Review Summary: Fun, fast and simmering with unbridled melody, None More Black's sophomore album is a wonderful addition to fans of the genre and fans of catchy, upbeat music that scrapes the surface of both pop music and punk rock
Chinese food last night. And like most North American residents have come to realize, the food itself seemed foreign and exciting, while being both convenient and cheap. Yes, though it is greasy and simmering with various oils and hard-to-identify meats and veggies, Chinese food has it all. Case in point: the fortune cookie. Nothing tops off a festival of grease and artery-clogging goodness with words of wisdom from a stale piece of plasticy...dough, I guess. Now I'm sure you're all asking, "Why, Two-Headed Boy, what on Earth did your
fortune cookie say"!".
Words should be weighted, not counted.
It’s that particular statement that influenced me to begin a review with a rather confusing, odd, and all in all totally unnecessary opening paragraph. But hey, it’s what the almighty cookie wishes of me. Don’t worry I’ll try my best to bring this…thing
to a sensible turn.
Punk is a genre that is packed with messages rather than an ooey gooey paste. Punk is the fortune-cookie genre, if you will. While the crunchy and savoury cookie (in this case representing the music) is incredibly tasty, it’s no secret that it doesn’t exactly change much in taste and structure. But you never know for sure what you're going to get from the music’s messages themselves, whether a firm "Believe in yourself, kid!", a playful "Hey! She's cute!", or a mighty attack on the community at large. But whatever the bands sing about, it almost always sounds sincere and the listener, if they enjoy the genre, can relate to their rebellious, fun, and playful lyrical stature.

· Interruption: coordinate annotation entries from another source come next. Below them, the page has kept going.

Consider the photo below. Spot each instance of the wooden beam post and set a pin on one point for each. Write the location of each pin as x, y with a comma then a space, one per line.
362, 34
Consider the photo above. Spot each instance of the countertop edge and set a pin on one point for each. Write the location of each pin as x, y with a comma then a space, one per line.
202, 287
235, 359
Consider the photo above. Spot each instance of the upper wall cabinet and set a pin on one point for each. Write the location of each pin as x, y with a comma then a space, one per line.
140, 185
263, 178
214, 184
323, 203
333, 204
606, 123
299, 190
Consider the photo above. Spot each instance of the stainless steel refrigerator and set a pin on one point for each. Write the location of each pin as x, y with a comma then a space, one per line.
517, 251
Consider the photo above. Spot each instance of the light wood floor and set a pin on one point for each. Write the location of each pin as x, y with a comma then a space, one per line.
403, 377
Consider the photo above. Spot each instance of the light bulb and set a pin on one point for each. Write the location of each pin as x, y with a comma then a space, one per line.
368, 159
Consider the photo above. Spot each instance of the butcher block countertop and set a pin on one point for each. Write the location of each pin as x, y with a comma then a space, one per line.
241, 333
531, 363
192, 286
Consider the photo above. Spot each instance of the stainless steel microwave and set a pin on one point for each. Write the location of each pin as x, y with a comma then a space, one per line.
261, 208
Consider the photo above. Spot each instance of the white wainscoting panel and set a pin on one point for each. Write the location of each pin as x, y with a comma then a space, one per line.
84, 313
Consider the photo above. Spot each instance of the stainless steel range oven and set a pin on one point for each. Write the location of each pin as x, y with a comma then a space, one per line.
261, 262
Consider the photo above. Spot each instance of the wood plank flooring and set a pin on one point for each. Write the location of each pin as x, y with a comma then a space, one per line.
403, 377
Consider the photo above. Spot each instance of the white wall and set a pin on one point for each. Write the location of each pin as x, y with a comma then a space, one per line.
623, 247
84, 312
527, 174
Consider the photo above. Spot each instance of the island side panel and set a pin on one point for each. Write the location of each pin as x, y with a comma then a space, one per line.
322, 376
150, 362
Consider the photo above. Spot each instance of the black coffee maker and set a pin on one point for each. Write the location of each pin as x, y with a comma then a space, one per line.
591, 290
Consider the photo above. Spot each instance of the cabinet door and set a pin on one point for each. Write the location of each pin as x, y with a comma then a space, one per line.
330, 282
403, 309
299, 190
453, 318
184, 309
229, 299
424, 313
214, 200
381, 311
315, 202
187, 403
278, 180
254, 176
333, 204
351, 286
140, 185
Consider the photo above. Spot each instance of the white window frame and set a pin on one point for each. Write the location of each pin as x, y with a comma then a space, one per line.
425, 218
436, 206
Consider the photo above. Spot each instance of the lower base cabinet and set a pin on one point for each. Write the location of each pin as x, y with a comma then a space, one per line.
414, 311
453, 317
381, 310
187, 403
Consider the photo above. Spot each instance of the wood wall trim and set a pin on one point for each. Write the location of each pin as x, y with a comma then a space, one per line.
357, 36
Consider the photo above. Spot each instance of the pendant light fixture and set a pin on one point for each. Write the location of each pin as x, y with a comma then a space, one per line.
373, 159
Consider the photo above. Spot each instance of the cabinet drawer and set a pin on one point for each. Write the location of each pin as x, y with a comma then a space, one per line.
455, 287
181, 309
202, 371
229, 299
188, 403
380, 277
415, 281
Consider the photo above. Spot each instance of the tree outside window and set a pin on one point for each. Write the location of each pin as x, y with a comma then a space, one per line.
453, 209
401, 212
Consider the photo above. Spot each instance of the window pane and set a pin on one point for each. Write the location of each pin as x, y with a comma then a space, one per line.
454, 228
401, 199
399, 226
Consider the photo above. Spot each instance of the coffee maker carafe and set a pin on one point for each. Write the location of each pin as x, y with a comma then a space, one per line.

None More Black, with frontman Jason Shevchuk having dissolved out of one of the nineties' loudest, most obnoxious, and seminal punk bands, Kid Dynamite, are a band that have already stated their uprising messages and have moved on to more diverse topics. For example, the album has reoccurring references to the hit situation comedy Seinfeld throughout their song titles, right off the bat indicating that their unique rhythmical punk sound is one that comes in peace. Though the vocals are rough throughout the whole album and the music itself goes from pop-punk strumming and catchy hooks buried in the bass ("Under My Feet" and "With The Transit Coat On"), to unforgiving, fast-paced guitar punk fuelled with energy and adrenaline, yet still surged with a healthy sense of rhythm (The comical ode against/in support of anarchists, "You Suck! But Your Peanut Butter Is Okay", the insanely catchy opener "We Dance On The Ruins Of The Stupid Stage" and "Zing-Pong", which is perhaps where the band exhibits their style at perfect velocity for each. No matter where the band takes their style, it's always a fun and rewarding listen, seeing as the band knows their away around both extremely well.
The band, being a punk band made out of veteran hardcore freaks, knows how to keep their music interesting while not changing their pace and style not that often (see: previous paragraph). Though the band slows down somewhat frequently and quite professionally, it’s the band’s knowledge of their limits that keeps the listener intrigued at all sides of their music. “Majestic”, the slow-burning end song, and “10 Pound Jiggawatts” keeps things interesting by showing the band’s softer side without all the distortion, thundering drums and hook-infested bass lines, but instead shows the band’s soft, slow and almost country-influence side that brings just enough attitude with the vocals to still be considered punk at heart. It’s not rare when the band takes things into a slower state that the genre would consider, well, not punk in its fullest form, but it’s incredibly enjoyable nevertheless.
It’s a fun album, things never get too deep with lyrical messages (judging from the song titles alone, it’s an easy to digest and fun album lyrically), and the band has a remarkable sense of catchiness without making over-the-top dramatic, using simple techniques like mere power chord rock, rough vocals, a barrage of influences ranging from eighties hardcore to modern day pop punk, and a very useful sense of rhythm that sends them into punk rock royalty. All in all, this album is highly recommended for fans of the genre, and also conditionally recommended for fans of catchy, upbeat music that scrapes the surface of both pop music and punk rock, and creates a truly musical experience that represents both genres incredibly well. Oh, how tasty that fortune cookie is, and how intriguing the message is inside of it. It leaves a great taste in your mouth, and makes you wonder about things to come; purely enjoyable.